Jiuru Lyu
  • Home
  • CV
  • Notes
  • Photograph
  • Blogs

On this page

  • The RL Interface: Sequential Decision Making
  • Multi-Armed Bandit Problem
    • Action-Value Methods
  • Edit this page
  • View source
  • Report an issue

13 Reinforcement Learning

Reinforcement Learning
Multi-Armed Bandit
Exploration-Exploitation
This lecture discusses the basics of reinforcement learning, including the concepts of agents, environments, rewards, and policies. It also covers the exploration-exploitation trade-off and multi-armed bandit problem.
Author

Jiuru Lyu

Published

April 13, 2025

Reinforcement learning is agent-oriented learning.

The RL Interface: Sequential Decision Making

  • Overfiew: At each time \(t\), the agent
    • Observe state \(S_t\) (Environment)
    • Executes an action \(a_t\)
    • Receives a scalar reward \(r_t\)
    • Transitions to the next state \(S_{t+1}\).
  • The process is repeated and forms a trajectory of states, actions, and rewards: \(s_1,a_1,r_1,s_2,a_2,r_2,\dots\).

Definition 1 (Markov Decision Process (MDP))  

  • \(\mathcal{S}\): set of states
  • \(\mathcal{A}\): set of actions
  • \(R\): reward function \[p(r_t\mid s_t,a_t)\]
  • \(P\): transition function \[p(s_{t+1}\mid s_t,a_t)\]

Policy: mapping from states to actions \[\pi:\mathcal{S}\to\mathcal{A}\] Goal: learn polyci that maximizes the cummulative reward: \[G=\sum_{t=1}^Tr_t.\]

Multi-Armed Bandit Problem

Figure 1: Multi-Armed Bandit Problem
  • Set-up:
    • \(\mathcal{S}\): single state

    • \(\mathcal{A}\): arms \(a=1,a=2,a=3,\dots,a=k\).

    • \(R\): \(P(r\mid a)\) for \(a\in\mathcal{A}\), pobablistic mapping from action to reward.

    • Task: Agent sequentially chooses which arm to pull next.

      for steps \(t=1,\dots, T\): The arm chosed to pull: \(a_t\in\mathcal{A}\).
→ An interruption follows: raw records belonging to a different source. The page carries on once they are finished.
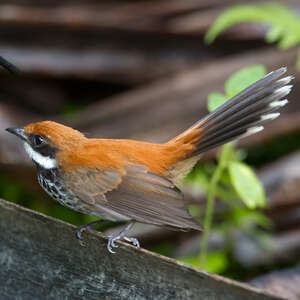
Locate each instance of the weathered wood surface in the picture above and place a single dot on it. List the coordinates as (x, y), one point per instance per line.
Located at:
(40, 258)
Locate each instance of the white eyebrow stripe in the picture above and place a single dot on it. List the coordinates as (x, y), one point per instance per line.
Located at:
(44, 161)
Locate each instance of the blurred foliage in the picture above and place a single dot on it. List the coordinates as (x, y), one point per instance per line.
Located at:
(284, 23)
(229, 181)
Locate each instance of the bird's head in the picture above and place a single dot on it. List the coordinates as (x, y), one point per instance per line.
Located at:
(43, 140)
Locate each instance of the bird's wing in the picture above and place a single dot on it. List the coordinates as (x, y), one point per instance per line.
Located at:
(91, 185)
(137, 194)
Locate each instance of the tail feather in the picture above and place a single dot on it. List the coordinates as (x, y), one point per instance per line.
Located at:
(243, 115)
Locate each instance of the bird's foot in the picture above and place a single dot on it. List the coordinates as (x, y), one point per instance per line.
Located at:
(121, 236)
(85, 227)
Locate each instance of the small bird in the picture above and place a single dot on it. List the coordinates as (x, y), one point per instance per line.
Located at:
(133, 181)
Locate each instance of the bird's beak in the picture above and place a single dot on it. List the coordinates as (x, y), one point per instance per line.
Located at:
(19, 132)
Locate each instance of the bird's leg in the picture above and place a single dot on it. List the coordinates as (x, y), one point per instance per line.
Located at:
(89, 227)
(122, 235)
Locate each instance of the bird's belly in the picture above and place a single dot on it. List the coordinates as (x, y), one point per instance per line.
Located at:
(54, 186)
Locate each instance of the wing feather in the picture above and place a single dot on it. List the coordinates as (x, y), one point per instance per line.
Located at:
(135, 193)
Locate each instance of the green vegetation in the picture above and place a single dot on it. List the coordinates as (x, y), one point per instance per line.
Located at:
(284, 23)
(229, 180)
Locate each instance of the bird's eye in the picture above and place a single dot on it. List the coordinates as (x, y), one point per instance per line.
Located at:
(38, 140)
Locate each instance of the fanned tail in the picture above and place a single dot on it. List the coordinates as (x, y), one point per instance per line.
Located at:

Observed reward: \(r_t\sim P(r\mid a_t)\).

    • Goal: Decide a sequence of actions that maximizes cumulative reward \[\sum_{t=1}^T r_t\]

    • Assumption: Reward depends only on the action taken. i.e., it is i.i.d. with expectation \(\mu(a)\) for \(a=1,\dots, k\).

Example 1 (Example: Best Arm to Pull)  

  • action \(1\): \(\mu(a)=8\)
  • action \(2\): \(\mu(a)=12\)
  • action \(3\): \(\mu(a)=12.5\)
  • action \(4\): \(\mu(a)=11\)

Action \(3\) is the best since \(\mu(a)\) is the highest. If we know \(\mu(a)\) for \(a\in\mathcal{A}\), then always taking \(a=3\) givesn the highest cummulative reward.

  • Challenge: \(\mu(a)\) is unknown, the distribution is unknown.

Action-Value Methods

  • Main idea: learn \(Q(a)\approx\mu(a)\quad\forall\,a\in\mathcal{A}\).
  • Suppose we have \(a_1,r_1,a_2,r_2,\dots,a_{t-1},r_{t-1}\).
  • Estimate \(\mu(a)\) for \(a\in\mathcal{A}\) as sample average: \[ \begin{aligned} Q_t(a)&=\dfrac{\text{sum of rewards when action }a\text{ is taken previously}}{\text{number of times action }a\text{ is taken previously}}\\ &=\dfrac{\dsst\sum_{i=1}^{t-1}r_1\1\qty{a_i=a}}{\dsst\underbrace{\sum_{i=1}^{t-1}\1\qty{a_i=a}}_{N_t(a)}} \end{aligned} \]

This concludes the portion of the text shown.